左側の骨格標本はたしかヒョウだったかな。それと比べかなり大きいのが分かる

円山動物園にも実際のヒグマが飼育・展示されているのでわざわざ剥製を時間かけてみる必要はないかもしれないが、ヒグマを至近距離から観察できる唯一の手段が剥製でもある。実際のヒグマは檻ごしだったり、傷ですっかり濁ったアクリル板越しだったりして、結構ぼんやりとした観察になる。剥製は、その動きは見られないものの、爪という名の凶器や大きさ、実際森でこれに出くわしたらどうするかなんて考えるのには他にない貴重資料でもある。
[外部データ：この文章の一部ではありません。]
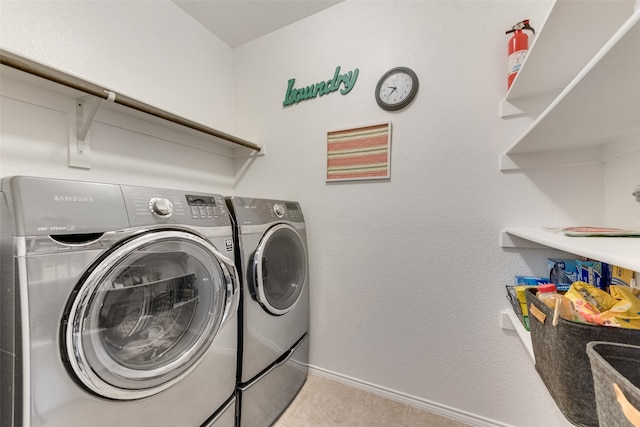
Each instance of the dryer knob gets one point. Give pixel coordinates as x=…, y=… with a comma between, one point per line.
x=278, y=210
x=161, y=207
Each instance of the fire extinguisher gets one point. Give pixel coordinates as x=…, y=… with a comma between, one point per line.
x=518, y=48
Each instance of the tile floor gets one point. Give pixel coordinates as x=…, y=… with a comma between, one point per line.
x=327, y=403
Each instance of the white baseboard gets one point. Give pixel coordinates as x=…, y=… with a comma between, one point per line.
x=436, y=408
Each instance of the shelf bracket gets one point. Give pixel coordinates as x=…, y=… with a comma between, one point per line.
x=80, y=146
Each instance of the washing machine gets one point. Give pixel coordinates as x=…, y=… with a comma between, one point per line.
x=119, y=306
x=272, y=261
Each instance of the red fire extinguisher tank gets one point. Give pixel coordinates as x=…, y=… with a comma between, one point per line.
x=517, y=49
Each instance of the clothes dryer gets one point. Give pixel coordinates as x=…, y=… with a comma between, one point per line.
x=271, y=257
x=118, y=308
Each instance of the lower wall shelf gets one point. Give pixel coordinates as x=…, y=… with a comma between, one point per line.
x=510, y=321
x=621, y=251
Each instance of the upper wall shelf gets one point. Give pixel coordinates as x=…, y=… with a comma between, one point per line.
x=598, y=108
x=76, y=87
x=572, y=34
x=621, y=251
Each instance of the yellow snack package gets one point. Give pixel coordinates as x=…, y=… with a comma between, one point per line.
x=589, y=301
x=626, y=311
x=620, y=308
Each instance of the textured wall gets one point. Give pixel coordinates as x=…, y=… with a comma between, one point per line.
x=407, y=274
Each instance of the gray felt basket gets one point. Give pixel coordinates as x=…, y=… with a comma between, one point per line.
x=562, y=362
x=616, y=378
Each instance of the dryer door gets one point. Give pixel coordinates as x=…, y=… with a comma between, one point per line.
x=146, y=312
x=279, y=269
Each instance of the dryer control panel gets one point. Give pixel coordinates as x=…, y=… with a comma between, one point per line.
x=263, y=211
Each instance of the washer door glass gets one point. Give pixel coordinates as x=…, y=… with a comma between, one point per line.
x=280, y=269
x=146, y=313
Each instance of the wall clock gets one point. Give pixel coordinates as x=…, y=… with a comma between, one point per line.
x=396, y=88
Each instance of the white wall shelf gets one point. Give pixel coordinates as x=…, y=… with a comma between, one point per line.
x=571, y=35
x=38, y=75
x=620, y=251
x=509, y=321
x=597, y=108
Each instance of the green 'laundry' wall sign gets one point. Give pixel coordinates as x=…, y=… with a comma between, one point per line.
x=346, y=81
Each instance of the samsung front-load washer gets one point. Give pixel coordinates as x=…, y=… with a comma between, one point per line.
x=271, y=257
x=118, y=306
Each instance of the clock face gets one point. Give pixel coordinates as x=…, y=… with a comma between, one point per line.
x=397, y=88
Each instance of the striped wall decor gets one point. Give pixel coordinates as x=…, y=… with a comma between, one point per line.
x=359, y=153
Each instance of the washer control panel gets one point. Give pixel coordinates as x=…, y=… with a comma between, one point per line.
x=161, y=207
x=202, y=206
x=148, y=206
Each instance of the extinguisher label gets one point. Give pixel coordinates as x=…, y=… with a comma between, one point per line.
x=515, y=61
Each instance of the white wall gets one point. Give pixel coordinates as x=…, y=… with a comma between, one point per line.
x=151, y=51
x=407, y=275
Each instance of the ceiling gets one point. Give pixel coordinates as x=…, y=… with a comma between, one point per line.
x=236, y=22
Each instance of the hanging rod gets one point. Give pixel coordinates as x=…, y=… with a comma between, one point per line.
x=37, y=69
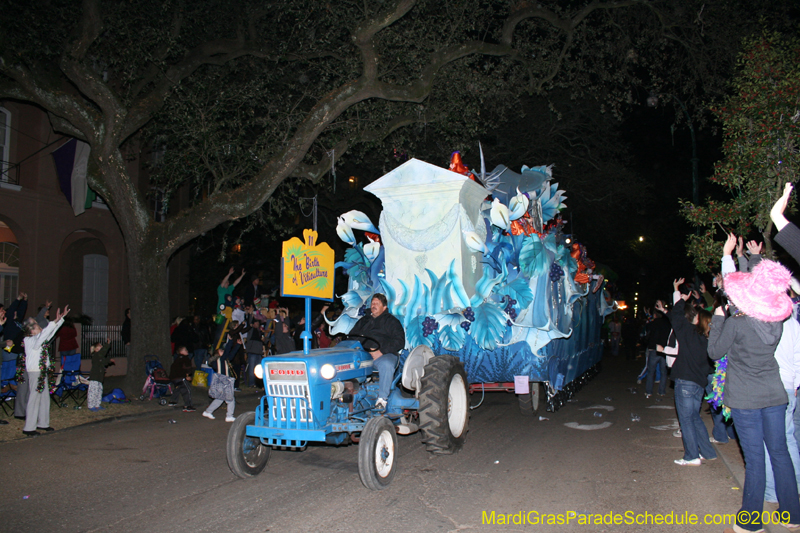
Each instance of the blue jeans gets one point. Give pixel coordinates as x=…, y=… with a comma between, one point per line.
x=797, y=426
x=757, y=427
x=656, y=361
x=253, y=360
x=688, y=399
x=200, y=356
x=769, y=494
x=723, y=430
x=385, y=365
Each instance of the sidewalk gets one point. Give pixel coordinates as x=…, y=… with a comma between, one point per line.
x=72, y=416
x=731, y=455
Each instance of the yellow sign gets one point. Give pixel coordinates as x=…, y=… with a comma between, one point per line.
x=307, y=269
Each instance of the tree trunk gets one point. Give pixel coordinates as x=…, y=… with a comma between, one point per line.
x=149, y=290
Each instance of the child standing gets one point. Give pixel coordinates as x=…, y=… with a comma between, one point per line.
x=100, y=360
x=217, y=402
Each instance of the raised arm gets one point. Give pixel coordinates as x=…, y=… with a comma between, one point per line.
x=776, y=213
x=235, y=283
x=226, y=280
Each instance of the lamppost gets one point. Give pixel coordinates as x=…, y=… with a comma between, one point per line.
x=652, y=101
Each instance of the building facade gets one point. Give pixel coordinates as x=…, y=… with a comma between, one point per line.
x=46, y=250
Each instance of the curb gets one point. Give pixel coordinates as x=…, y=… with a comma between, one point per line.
x=737, y=473
x=160, y=409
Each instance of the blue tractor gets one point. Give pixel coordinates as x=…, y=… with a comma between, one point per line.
x=329, y=395
x=492, y=296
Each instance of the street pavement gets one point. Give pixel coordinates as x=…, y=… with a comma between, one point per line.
x=147, y=473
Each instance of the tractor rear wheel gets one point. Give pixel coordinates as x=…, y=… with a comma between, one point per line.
x=247, y=457
x=444, y=405
x=529, y=403
x=377, y=453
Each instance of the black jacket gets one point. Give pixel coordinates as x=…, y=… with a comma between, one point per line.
x=385, y=329
x=658, y=333
x=691, y=363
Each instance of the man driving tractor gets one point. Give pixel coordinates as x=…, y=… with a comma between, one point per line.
x=384, y=328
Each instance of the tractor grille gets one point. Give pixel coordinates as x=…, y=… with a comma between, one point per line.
x=289, y=400
x=290, y=409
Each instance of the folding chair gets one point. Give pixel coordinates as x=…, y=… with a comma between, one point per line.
x=71, y=385
x=8, y=386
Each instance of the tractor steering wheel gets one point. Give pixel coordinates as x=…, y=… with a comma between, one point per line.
x=367, y=338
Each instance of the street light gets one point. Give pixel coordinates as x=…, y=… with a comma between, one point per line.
x=652, y=101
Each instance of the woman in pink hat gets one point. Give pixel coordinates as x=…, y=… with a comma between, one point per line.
x=748, y=330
このヒグマ、「眉間を一発」されたような銃弾の痕があるようにも見える。

剥製の毛が一部ないからといって弾痕と断定することはできないが、
なんだか思いを巡らせてしまうこの形状

眉間って目と目の間のところでしょ?という話はちょっと置いとくとして、とりあえず硬くて狙うのは無理といわれる頭骨に弾が命中しているように見える(広義では眉間ていうのは額の中央も含まれる)。

結果からいうと動物園の方の話では「詳細は分かっていない」とのこと。理由は円山動物園にいた動物を剥製化したものではなく、この館が出来た時に業者から仕入れた剥製であるのがその理由。北海道の森にいる動物が並んでいるコーナーになるので必要に合わせて仕入れたのだろう。ただ、この剥製を専門家に見せた時、「この羆を仕留めたハンターは相当腕が良い」との話が出たらしく、もしかすると…。

仮に、もし仮に本当に「眉間を一発」だったとすると相当至近距離で仕留めたのだろうか。ハンターと熊の真剣勝負はゴールデンカムイの二瓶鉄造を思わせる。

ちなみに、この羆も小さな方ではないと思えるのだが、となりのエゾジカのほうが若干大きい。

かなり大きい。そして美しい。毛並みが良い

でもそんな大きなエゾジカもヒグマにとっては食料。熊は強い。

普段並んで観察できない動物を並べて観察できるのも剥製の良いところ。

実際に見ると迫力は大型バイクというより軽自動車に近い。森で会ったら絶望的な圧がある。ヒトと熊の「階級の違い」を思い知ることが出来る。ちなみに一番右に写っている子鹿でも柴犬より体高がある。